Well after a quick look I make the overall ride distance around 3,800kms accumulating climbing anywhere between 50 – 60,000 meters.

Stage 1 – The time of start hasn’t been officially announced yet but its expected to be a midnight start on the 30th  July in Geraardsbergen, Belgium.  Everybody will line up and we’ll then have the pleasure of riding at least one lap of the Kapelmuur under darkness and the fervour of local support then released on our own little adventure across Europe.  Here’s a great little video showing the atmosphere at the start.  The film was produced by fellow Australian racer Rian Cope, so all credit to him, who I and others had a bite to eat with the evening before the start.  Its good to see Rian is back racing this year. 

The first stage takes us south to control 1 and the dormant volcano Puy du Dome climbed from the city of Clermont Ferrand.  A distance shy of 700kms.

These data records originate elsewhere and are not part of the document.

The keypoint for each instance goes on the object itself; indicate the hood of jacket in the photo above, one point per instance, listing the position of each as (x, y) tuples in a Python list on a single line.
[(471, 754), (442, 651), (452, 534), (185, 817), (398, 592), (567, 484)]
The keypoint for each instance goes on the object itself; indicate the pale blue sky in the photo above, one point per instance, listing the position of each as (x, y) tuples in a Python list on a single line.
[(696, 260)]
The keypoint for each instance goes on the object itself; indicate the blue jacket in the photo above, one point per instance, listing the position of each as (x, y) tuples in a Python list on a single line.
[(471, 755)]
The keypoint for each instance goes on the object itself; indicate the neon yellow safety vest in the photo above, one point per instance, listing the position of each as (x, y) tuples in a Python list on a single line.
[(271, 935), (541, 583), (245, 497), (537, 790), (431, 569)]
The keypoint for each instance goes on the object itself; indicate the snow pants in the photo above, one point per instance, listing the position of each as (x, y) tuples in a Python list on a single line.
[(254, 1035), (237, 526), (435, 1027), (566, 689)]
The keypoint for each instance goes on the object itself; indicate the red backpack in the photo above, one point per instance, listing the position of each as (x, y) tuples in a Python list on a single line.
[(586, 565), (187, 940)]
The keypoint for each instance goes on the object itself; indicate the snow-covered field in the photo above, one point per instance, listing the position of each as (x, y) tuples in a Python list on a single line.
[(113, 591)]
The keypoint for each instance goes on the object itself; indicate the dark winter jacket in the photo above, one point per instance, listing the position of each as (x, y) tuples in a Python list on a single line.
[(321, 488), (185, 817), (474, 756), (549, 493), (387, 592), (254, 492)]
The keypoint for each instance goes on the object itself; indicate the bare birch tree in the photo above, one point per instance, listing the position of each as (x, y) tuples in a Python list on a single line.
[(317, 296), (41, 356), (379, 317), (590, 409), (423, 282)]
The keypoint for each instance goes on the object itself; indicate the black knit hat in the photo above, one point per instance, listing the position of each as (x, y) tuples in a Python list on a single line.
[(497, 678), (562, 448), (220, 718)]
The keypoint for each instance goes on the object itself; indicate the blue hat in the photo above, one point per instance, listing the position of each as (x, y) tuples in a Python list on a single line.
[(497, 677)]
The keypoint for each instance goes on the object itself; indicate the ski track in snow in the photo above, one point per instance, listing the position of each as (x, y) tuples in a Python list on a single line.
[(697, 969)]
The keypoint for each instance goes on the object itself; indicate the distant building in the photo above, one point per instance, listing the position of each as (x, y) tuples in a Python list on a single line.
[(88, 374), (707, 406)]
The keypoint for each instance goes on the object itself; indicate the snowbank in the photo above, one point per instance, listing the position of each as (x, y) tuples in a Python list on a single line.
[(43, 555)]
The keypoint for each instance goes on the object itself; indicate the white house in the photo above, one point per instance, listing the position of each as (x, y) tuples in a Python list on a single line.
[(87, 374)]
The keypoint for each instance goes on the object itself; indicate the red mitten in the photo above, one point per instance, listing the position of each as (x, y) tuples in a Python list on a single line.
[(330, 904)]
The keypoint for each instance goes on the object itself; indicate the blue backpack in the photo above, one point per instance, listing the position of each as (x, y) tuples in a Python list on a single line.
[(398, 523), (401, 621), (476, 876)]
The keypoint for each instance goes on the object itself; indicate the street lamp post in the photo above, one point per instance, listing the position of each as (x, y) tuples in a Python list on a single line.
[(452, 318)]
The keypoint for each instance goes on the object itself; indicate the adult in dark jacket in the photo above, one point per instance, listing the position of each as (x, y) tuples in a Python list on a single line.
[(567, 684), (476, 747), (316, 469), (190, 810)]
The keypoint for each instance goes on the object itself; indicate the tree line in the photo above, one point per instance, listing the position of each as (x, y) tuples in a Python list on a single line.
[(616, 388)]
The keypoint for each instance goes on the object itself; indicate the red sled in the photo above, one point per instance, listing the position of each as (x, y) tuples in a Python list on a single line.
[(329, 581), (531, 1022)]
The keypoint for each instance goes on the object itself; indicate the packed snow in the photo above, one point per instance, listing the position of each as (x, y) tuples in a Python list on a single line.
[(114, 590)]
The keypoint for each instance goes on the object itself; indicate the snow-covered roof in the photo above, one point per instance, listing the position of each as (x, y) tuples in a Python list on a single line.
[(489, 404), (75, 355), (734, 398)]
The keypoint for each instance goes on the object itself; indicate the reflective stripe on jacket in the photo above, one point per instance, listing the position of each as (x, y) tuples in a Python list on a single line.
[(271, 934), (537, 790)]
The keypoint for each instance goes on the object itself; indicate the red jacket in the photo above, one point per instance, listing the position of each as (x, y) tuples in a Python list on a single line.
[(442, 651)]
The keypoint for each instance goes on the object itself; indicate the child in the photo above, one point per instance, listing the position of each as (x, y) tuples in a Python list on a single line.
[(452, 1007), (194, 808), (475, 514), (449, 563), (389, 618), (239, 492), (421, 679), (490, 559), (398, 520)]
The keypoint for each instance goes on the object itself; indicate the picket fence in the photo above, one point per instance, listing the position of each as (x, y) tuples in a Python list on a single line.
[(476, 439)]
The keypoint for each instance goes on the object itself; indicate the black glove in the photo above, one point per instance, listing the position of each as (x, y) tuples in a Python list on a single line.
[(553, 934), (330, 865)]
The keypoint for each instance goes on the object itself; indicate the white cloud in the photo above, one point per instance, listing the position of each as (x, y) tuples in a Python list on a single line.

Stage 2 – The second control will see riders climbing high up into the mountains of the Swiss Alps heading for the Furka Pass.  That’s another 600kms or so from the first control.  The parcour is significant, a single track road over the Grosse Scheidegg from Grindelwald with gradients of 15 – 20%, luckily with not much traffic.  After descending into the valley its then a good alpine road over the Grimsel Pass before taking on Furka Pass.  The parcour is not to be under estimated, its not much more than 70kms with the legs taking on upwards of 3,500 meters of climbing.  We are also going to need some luck with the weather especially night riding, it could be awfully unpleasant if its against us.

Stage 3 – Riders stay high up in the mountains crossing into Italy and the steeper climbs of the Dolomites.  To get your third stamp riders need to reach the summit of Passo Giau.  That’s another 400kms or so and around 9,500 meters of climbing.  As I said earlier, with intimidating climbing figures like these back to back there is a strong desire to travel light.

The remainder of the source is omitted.